If you have ever walked in the dense underbrush, you may have had to kill a snake or two. Now, if you were to kill a snake by stomping on its head, you would want to make sure you wore a tough, thick pair of boots. You would want to make sure the snake did not strike your heel as you were crushing its head.

But Jesus does His killing differently. That is not how He kills the venomous viper. Jesus stomps down Satan’s power by letting Satan strike His heel. Our Savior crushes Satan by letting him sink all his deadly venom into Him on the cross.

So how can the devil destroy me and you? He stands before God and points out all the wrongs we have ever done, all those deeds he deceived us into doing. But the moment that Jesus let Satan strike His heel–the moment the devil sank his venom into Jesus, instead of us–Satan had no more venom left to harm us.

Yes, Satan can still accuse us. Satan can still demand that God give us what we have earned by giving in to temptation. But his accusations ring empty. For God has given to Jesus what we deserve. As we confess in the “Apostles Creed” “He descended into hell.” Jesus suffered it for us. There is no hell left for us to suffer.

In Genesis 3:21, following today’s Old Testament reading, it shows how God covered Adam and Eve’s naked sinfulness with clothes made of animal skins. It reads “The LORD God made garments from animal skins for Adam and his wife and clothed them”. Here Moses points forward and testifies to the Messiah, the Christ, to come. He prophesies that only the shedding of blood can cover someone’s sins. Heb 9:22.

Even back then, another living thing had to die to cover sin. That was the first death after the Fall, the death of animals to cover sin. (A) That death did more than point to the animal sacrifices to come in the Covenant of Old Testament. (B) That death pointed forward to the death of God’s Son, the death of all deaths, which would usher in the New Covenant. That was the first prophecy to show that it would take death to make right what sin had made wrong.

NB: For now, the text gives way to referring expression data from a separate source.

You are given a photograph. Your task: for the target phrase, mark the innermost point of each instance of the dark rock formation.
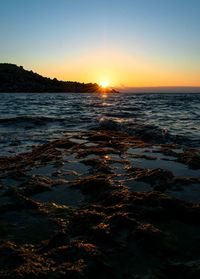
(16, 79)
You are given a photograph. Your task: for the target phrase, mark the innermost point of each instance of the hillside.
(16, 79)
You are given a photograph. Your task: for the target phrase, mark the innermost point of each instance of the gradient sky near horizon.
(125, 42)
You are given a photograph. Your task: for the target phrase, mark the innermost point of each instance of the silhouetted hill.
(16, 79)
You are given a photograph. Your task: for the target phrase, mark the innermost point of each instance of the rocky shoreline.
(100, 204)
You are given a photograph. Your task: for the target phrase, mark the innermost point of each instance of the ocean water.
(28, 119)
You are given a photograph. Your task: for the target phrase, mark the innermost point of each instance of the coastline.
(86, 204)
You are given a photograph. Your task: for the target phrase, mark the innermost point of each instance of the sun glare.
(104, 84)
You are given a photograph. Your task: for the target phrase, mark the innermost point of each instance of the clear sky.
(125, 42)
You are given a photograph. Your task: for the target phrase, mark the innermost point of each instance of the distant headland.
(15, 78)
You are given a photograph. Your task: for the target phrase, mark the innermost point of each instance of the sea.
(31, 119)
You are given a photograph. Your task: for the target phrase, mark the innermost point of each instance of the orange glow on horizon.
(123, 70)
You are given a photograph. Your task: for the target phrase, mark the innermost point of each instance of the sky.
(127, 43)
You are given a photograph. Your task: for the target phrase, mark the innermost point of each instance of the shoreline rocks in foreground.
(100, 204)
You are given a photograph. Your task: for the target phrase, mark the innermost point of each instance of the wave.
(35, 120)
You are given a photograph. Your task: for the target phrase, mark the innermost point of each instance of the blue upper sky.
(129, 42)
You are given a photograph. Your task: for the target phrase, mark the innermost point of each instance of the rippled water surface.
(31, 119)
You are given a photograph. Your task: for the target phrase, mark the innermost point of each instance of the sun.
(104, 84)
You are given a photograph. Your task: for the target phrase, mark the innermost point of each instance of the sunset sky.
(123, 42)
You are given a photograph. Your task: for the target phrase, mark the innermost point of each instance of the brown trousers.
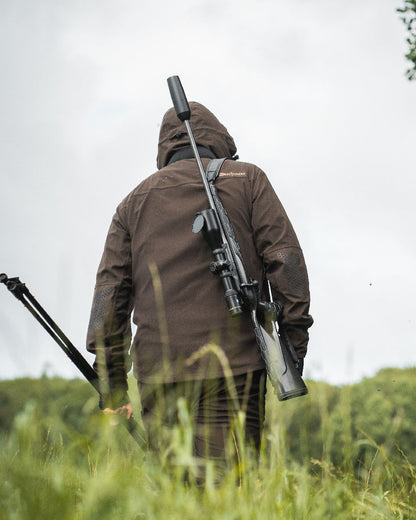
(211, 407)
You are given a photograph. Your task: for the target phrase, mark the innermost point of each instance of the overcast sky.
(313, 92)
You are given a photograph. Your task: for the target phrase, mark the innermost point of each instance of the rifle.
(241, 292)
(22, 293)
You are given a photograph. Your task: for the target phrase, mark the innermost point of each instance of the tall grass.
(47, 472)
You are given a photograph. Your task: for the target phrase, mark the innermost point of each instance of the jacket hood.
(206, 128)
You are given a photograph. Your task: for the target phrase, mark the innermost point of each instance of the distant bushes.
(339, 452)
(345, 426)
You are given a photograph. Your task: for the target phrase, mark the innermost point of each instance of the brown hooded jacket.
(154, 266)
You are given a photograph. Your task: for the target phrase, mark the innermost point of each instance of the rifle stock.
(279, 357)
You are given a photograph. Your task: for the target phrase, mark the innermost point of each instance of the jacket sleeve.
(283, 261)
(109, 330)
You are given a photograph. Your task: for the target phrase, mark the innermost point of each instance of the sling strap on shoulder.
(213, 169)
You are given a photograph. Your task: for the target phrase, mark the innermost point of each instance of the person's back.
(156, 266)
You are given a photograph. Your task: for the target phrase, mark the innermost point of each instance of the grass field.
(48, 470)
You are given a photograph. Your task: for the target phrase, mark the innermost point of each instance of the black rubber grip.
(178, 98)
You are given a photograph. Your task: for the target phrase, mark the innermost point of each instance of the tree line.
(348, 427)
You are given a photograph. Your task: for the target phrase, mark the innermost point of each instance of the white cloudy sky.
(313, 92)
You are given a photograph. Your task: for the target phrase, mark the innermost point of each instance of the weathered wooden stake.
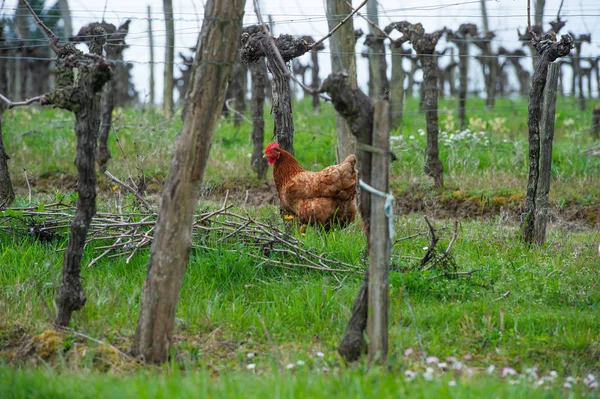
(172, 241)
(169, 58)
(7, 194)
(596, 123)
(357, 109)
(378, 293)
(397, 86)
(342, 44)
(546, 138)
(549, 50)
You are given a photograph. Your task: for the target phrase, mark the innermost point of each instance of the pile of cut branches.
(123, 235)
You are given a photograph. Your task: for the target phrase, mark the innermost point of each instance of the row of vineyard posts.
(364, 124)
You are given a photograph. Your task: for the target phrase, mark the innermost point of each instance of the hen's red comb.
(271, 146)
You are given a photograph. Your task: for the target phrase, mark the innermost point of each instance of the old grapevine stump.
(260, 44)
(549, 50)
(80, 94)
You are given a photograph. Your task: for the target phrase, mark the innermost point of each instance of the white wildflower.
(410, 375)
(432, 360)
(508, 371)
(428, 374)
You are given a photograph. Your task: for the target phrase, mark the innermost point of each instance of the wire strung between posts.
(388, 206)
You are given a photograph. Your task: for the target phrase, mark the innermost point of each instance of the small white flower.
(590, 381)
(508, 371)
(410, 375)
(432, 360)
(428, 374)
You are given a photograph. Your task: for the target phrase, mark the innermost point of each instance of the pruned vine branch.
(124, 235)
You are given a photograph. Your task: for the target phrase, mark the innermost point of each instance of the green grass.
(522, 308)
(349, 384)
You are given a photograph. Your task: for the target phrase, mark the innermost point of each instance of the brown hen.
(326, 198)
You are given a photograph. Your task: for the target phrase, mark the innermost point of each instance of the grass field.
(525, 323)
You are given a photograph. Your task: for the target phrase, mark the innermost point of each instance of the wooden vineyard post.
(596, 123)
(538, 183)
(381, 229)
(546, 138)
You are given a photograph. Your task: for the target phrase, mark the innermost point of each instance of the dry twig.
(123, 235)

When the time was right, to cover up our naked sinfulness, our Lord sacrificed, not just an animal but His own dear Son. For sin is such a separating chasm from God that only a sinless death can bridge the vast expanse. And so, God sent His own Son to go to the cross of death.

Today, God does not clothe us in animal skins. He clothes us, instead, in the sinless life of Jesus. The sinless life that Jesus lived now clothes us. Only He stood up to all of Satan’s temptations, in the wilderness and even on the cross of death.

(A) God wraps the sinless life of Jesus around you in your Baptism. (B) He wraps that sinless life around you again when your Lord says, “I forgive you all your sins.” (C) God is wrapping that sinless life around you right now as Jesus Christ is preached into your ears. (D)That sinless life is wrapped around you–and put into you–when your Lord gives you the body and blood of Jesus at His altar.

(A) Now, God looks at you and sees—not the sinful you–but His holy and righteous Son. (B) Now, God looks at you and sees the One who has never failed to resist temptation.

The scriptures remind us that we live under two trees. The first tree was the one by which Satan conquered us. But the second tree was one by which Jesus conquered Satan for us. And because of that we live.   Amen.